People seem to be obsessed with beauty in all the wrong ways. I easily find beauty in nature—in sunrises, changing leaves, and rain. Most people can see beauty in that. Yet when it comes to ourselves or other human beings we are ready to give harsh critique. I wonder why we do this especially in light of the creation story. On days one through five, God created the beautiful things that surround us and saw that it was good. Yet on day six, God created humans and saw that it was very good. How can we look at ourselves and others and call God’s most beautiful creation “not good enough?” When God knit us together in our mothers’ womb, he didn’t make mistakes. God knew what we’d look like, and God sees something very good, which should be abundantly good enough for us.
Women in particular are often given the message that they are not good enough, especially when it comes to physical beauty.

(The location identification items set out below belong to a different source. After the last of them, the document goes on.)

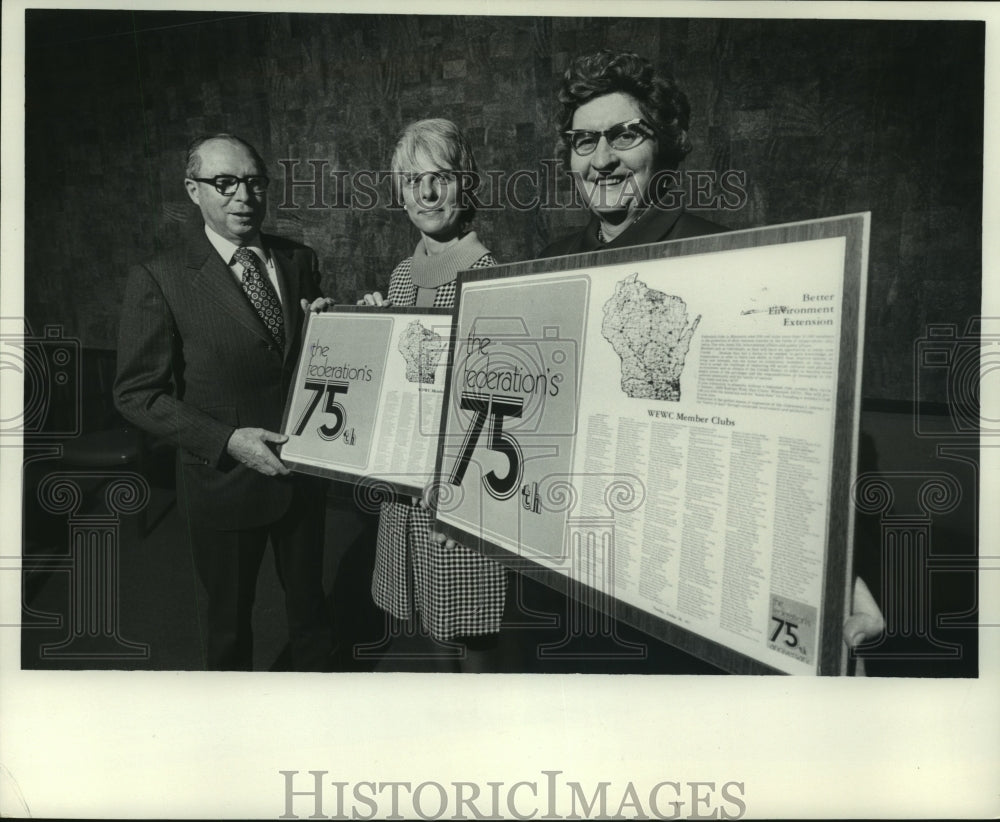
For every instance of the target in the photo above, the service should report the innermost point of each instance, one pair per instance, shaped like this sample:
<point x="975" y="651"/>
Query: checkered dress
<point x="457" y="592"/>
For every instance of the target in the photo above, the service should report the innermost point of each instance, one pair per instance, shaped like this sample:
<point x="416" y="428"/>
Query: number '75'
<point x="332" y="388"/>
<point x="496" y="407"/>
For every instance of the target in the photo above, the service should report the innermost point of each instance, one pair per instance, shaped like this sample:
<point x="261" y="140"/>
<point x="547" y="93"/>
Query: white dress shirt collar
<point x="227" y="249"/>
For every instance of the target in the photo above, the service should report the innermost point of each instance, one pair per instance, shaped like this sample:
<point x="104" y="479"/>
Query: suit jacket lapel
<point x="216" y="281"/>
<point x="291" y="293"/>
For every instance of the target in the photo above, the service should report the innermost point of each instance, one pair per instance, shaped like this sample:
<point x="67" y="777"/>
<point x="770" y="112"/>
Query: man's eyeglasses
<point x="620" y="136"/>
<point x="226" y="184"/>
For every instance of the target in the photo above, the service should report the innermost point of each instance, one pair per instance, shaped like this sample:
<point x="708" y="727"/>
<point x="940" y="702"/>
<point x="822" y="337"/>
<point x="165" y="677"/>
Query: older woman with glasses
<point x="457" y="593"/>
<point x="624" y="130"/>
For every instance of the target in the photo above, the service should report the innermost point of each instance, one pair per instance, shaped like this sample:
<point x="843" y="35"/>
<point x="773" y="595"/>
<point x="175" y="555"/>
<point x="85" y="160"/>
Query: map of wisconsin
<point x="422" y="350"/>
<point x="647" y="329"/>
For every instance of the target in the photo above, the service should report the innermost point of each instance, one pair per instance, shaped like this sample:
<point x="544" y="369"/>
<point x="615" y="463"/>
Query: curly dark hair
<point x="660" y="99"/>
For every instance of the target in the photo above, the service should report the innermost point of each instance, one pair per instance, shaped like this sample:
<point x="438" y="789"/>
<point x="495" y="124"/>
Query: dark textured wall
<point x="825" y="118"/>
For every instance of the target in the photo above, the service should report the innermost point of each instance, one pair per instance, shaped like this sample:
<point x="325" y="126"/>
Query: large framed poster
<point x="366" y="402"/>
<point x="671" y="430"/>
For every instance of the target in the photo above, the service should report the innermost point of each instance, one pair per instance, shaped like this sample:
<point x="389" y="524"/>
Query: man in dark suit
<point x="209" y="335"/>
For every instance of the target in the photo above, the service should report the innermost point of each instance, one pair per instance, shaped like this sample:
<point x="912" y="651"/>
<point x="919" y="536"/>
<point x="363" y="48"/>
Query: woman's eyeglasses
<point x="620" y="136"/>
<point x="441" y="177"/>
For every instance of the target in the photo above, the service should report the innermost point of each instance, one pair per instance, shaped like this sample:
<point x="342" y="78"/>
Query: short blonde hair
<point x="440" y="143"/>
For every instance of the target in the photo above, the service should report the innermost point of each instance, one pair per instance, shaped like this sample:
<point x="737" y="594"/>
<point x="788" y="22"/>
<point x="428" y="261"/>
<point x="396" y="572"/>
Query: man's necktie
<point x="261" y="294"/>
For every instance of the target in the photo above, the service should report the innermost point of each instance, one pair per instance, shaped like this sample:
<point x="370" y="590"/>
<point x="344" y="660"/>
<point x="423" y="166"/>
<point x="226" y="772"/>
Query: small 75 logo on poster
<point x="792" y="629"/>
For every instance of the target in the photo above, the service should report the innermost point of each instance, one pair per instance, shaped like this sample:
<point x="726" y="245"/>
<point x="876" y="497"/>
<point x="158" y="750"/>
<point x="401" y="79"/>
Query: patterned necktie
<point x="261" y="294"/>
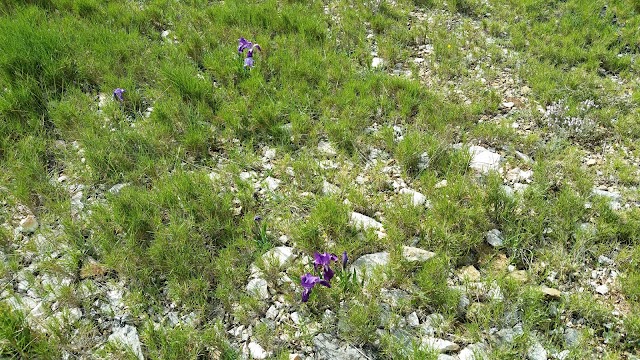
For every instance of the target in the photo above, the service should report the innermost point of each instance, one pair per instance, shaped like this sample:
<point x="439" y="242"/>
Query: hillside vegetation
<point x="165" y="187"/>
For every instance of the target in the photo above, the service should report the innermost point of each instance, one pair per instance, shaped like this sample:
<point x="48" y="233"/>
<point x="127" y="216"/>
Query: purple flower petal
<point x="305" y="295"/>
<point x="244" y="44"/>
<point x="327" y="273"/>
<point x="308" y="281"/>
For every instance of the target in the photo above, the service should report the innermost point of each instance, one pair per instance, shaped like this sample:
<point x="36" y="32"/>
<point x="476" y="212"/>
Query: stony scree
<point x="327" y="347"/>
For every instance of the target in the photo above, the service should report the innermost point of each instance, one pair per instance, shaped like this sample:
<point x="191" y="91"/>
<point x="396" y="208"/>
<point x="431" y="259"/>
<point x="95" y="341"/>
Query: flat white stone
<point x="417" y="199"/>
<point x="366" y="264"/>
<point x="483" y="160"/>
<point x="439" y="345"/>
<point x="258" y="287"/>
<point x="519" y="175"/>
<point x="271" y="183"/>
<point x="128" y="336"/>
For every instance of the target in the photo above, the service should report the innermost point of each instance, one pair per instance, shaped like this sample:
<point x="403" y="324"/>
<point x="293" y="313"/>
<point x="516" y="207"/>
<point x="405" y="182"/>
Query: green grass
<point x="174" y="235"/>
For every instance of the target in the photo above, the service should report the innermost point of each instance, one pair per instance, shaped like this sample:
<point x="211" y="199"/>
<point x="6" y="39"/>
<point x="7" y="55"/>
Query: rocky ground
<point x="62" y="289"/>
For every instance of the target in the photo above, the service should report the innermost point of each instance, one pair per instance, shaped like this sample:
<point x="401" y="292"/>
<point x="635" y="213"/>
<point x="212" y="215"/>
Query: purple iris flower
<point x="117" y="93"/>
<point x="308" y="281"/>
<point x="345" y="259"/>
<point x="244" y="44"/>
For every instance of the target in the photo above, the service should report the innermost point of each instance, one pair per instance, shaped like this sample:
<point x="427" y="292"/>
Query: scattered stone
<point x="469" y="273"/>
<point x="327" y="347"/>
<point x="269" y="154"/>
<point x="423" y="163"/>
<point x="325" y="148"/>
<point x="483" y="160"/>
<point x="271" y="183"/>
<point x="473" y="352"/>
<point x="524" y="157"/>
<point x="256" y="351"/>
<point x="519" y="175"/>
<point x="417" y="199"/>
<point x="494" y="238"/>
<point x="439" y="345"/>
<point x="258" y="287"/>
<point x="536" y="352"/>
<point x="28" y="224"/>
<point x="128" y="336"/>
<point x="551" y="292"/>
<point x="117" y="187"/>
<point x="602" y="289"/>
<point x="519" y="276"/>
<point x="414" y="254"/>
<point x="366" y="264"/>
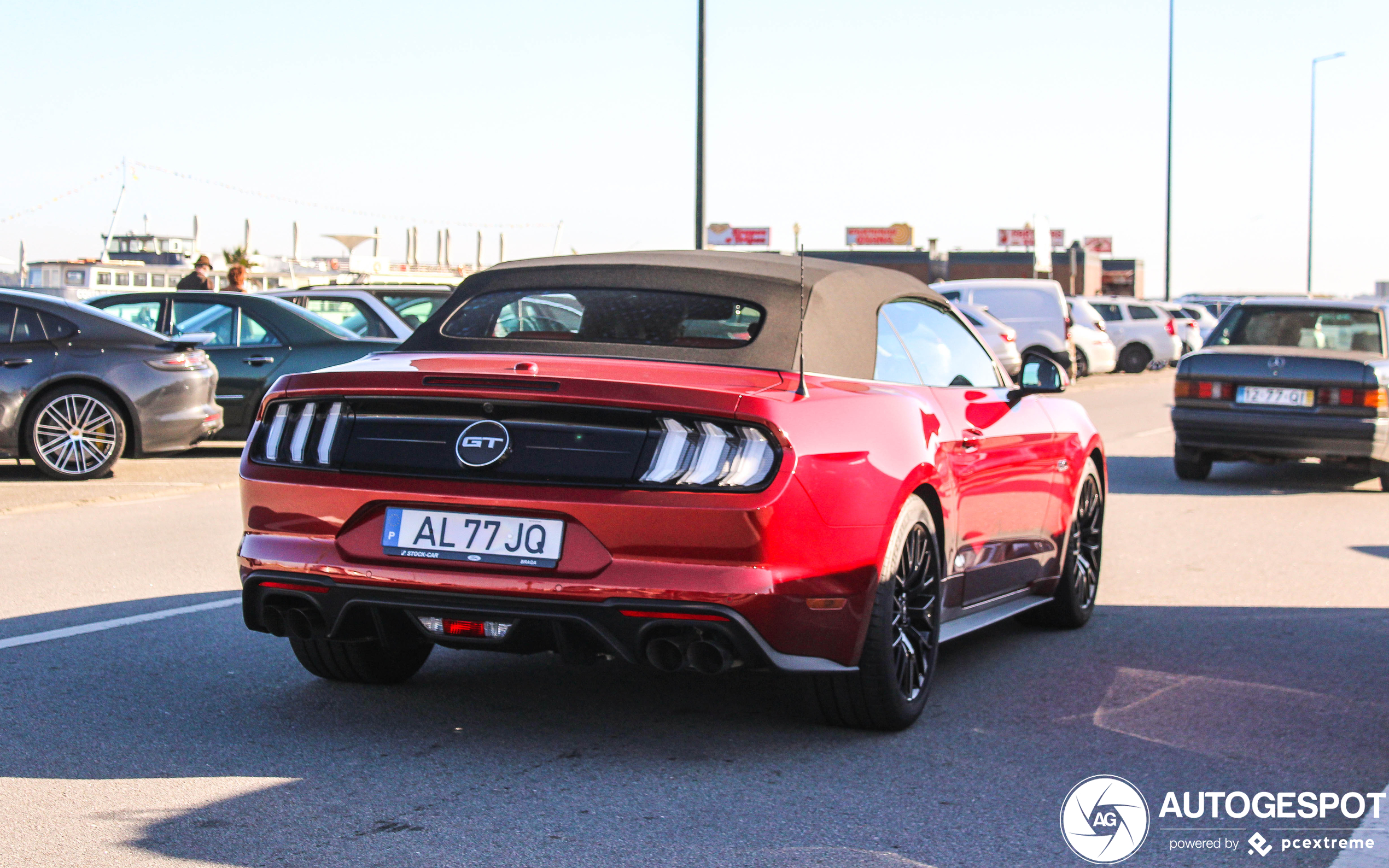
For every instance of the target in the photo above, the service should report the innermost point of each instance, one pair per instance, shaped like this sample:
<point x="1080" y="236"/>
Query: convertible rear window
<point x="609" y="316"/>
<point x="1320" y="328"/>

Culture tells women how they should try to look, which is often an unrealistic ideal. Serious damage is done when women are taught that being physically beautiful (a scale always determined by culture) is a vital component to their spiritual being. If we look across the world and through time, we will find that cultural standards of beauty are only temporary, fleeting ideals. As Christ-followers, why do we waste our precious time on earth trying to adhere to cultural standards of beauty? Putting that credence into something unrealistic and temporary is unhealthy. We must look at ourselves in a whole new way, and redefine our perception of beauty so that it’s based on God’s revelation.
While God built us as physically beautiful creatures, there is something even more beautiful about us. We can relate to each other and to God. Genesis 1:26a says, “Then God said, ‘Let us make human beings in our image, in our likeness…’” In everything else that God created, there is no mention of the Trinity. Yet when God created humans God says, “Let us make.” We can assume that the “us” is referring to the Trinity. The Trinity is beautiful in the way it relates. The intricate dance that it weaves is beautiful. Each member of the Trinity is in such perfect unison with the others that they are considered one. Humans were created in that image. We can be different from each other, but in relationship we can be part of something bigger. We are not alone—that’s beauty.
We are also relational in that we can relate to God. God craves a close relationship with us so much that a part of God was offered as a sacrifice to make this happen. The death and resurrection of Christ is the most beautiful moment in history. The cross is the point where we come to relate to God. God wants us to be with him in relationship. This is the beauty we should crave—the true, everlasting, beauty of relating to our amazing Creator.